I cannot believe my ears – I’m rapidly descending into physical shock and the emergency operator has just refused me an ambulance (perhaps I was more coherent than I felt?). Instead, he dictates a phone number to me (which i have trouble putting down, considering my condition) and bids me farewell.


“Yes, hello, I need urgent medical attention. My body is covered in itchy welts and my face is rapidly swelling. I am having difficulty breathing. Can you send me help?”

“Are you alone?”


“We’ll be there in under ten minutes.”

I guess that unlike the 112 operator, they were professional enough to realize something might be going on.

After five minutes, an emergency doctor and his team found me in a pretty bad state – after letting them in, I could no longer walk. My blood pressure had plummeted and I was extremely frightened. I laid down on the sofa and was immediately hooked up to an IV and administered epinephrine (adrenalin) and atropine. After about 20 minutes of monitoring me and trying to keep me from passing out, I was stable enough to be transferred to the hospital, so I was put onto a stretcher, moved into the ambulance parked out front and treated the neighbors to a bit of a light show.
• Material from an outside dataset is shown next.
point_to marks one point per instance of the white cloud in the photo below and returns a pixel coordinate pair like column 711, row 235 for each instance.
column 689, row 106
I was shaking violently the entire way to the hospital in Altona – a side effect of the roller coaster my heart rate was taking, the doctor explained to me. He was aware of how scared I must have been, he put his hand on me in reassurance for most of the ride over. I was strangely calm, but that might have been the drugs.
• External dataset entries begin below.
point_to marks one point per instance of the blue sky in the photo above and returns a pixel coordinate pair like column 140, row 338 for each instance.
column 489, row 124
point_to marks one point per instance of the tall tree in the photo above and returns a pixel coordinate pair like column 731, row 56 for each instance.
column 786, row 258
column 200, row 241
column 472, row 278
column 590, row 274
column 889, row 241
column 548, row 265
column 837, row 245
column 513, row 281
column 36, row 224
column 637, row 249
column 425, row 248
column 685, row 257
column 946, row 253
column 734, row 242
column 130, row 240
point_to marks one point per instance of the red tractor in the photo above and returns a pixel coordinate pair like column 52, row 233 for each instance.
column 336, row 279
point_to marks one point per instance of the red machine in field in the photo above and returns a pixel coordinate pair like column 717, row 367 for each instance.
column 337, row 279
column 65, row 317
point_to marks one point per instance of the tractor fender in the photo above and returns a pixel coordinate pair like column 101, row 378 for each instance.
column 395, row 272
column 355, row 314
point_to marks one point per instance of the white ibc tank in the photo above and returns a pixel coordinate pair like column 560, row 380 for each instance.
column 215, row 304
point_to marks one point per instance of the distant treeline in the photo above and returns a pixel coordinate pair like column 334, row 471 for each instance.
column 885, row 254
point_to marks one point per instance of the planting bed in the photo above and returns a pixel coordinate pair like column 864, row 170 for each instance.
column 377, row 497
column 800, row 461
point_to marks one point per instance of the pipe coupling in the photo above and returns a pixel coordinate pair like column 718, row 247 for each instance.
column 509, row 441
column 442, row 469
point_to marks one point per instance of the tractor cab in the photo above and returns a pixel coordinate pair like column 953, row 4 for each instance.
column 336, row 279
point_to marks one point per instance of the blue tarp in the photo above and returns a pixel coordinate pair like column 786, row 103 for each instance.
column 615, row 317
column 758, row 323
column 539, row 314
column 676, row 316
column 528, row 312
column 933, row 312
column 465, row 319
Hours went by like minutes in the hospital as they waited for me to become stable. I kept glancing at the clock – and each glance advanced the clock by at least half an hour. I remembered my last visit to the emergency room with a sprained ankle, where an hour felt like four. This time, in the emergency room, I blinked and half the night was over. The nurse came by to take my blood, the doctor went over the day’s events with me to try and determine what caused the allergic reaction. We didn’t come up with any likely suspects. An orderly saw my blood pressure and asked if I was diabetic – the doctor laughed and told him I had been given adrenaline.


I was released at 03:30 after my blood pressure returned to normal and I was finally capable of sitting up. I felt strangely calm, detached and distant. This feeling, which was probably a side-effect of the various drugs that they had administered, followed me into the next day along with tingling in my hands and general weakness. The swelling in my face went away completely on the evening of that day.
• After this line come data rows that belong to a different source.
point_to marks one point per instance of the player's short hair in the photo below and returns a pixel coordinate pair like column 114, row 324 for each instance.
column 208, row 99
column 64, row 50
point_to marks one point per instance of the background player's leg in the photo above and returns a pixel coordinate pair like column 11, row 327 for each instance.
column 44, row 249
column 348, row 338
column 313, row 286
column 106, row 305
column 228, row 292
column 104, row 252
I feel perfectly fine now – just as I did five minutes before that itchy scalp. I’m shaken by the fact that I suffered from a severe, life-threatening anaphylactic shock without knowing what had caused it. I’m currently going through a series of tests to try to determine the culprit so I don’t need to go through this again. I’m also painfully aware that if I was too weak or unable to have dialed the number for the emergency doctor (which was unfortunately not as simple to bash out in a panic as “112″), I may have ultimately been left brain damaged or dead. Emergency services in Hamburg did not deem my situation serious enough to warrant sending an ambulance as I was going into anaphylactic shock – they’re going to be getting a very firm letter from me.

The evening was saved by an extremely professional, friendly emergency doctor who took great care of me and tried to comfort me as best he could. I don’t know your name – but you saved my life. Thank you.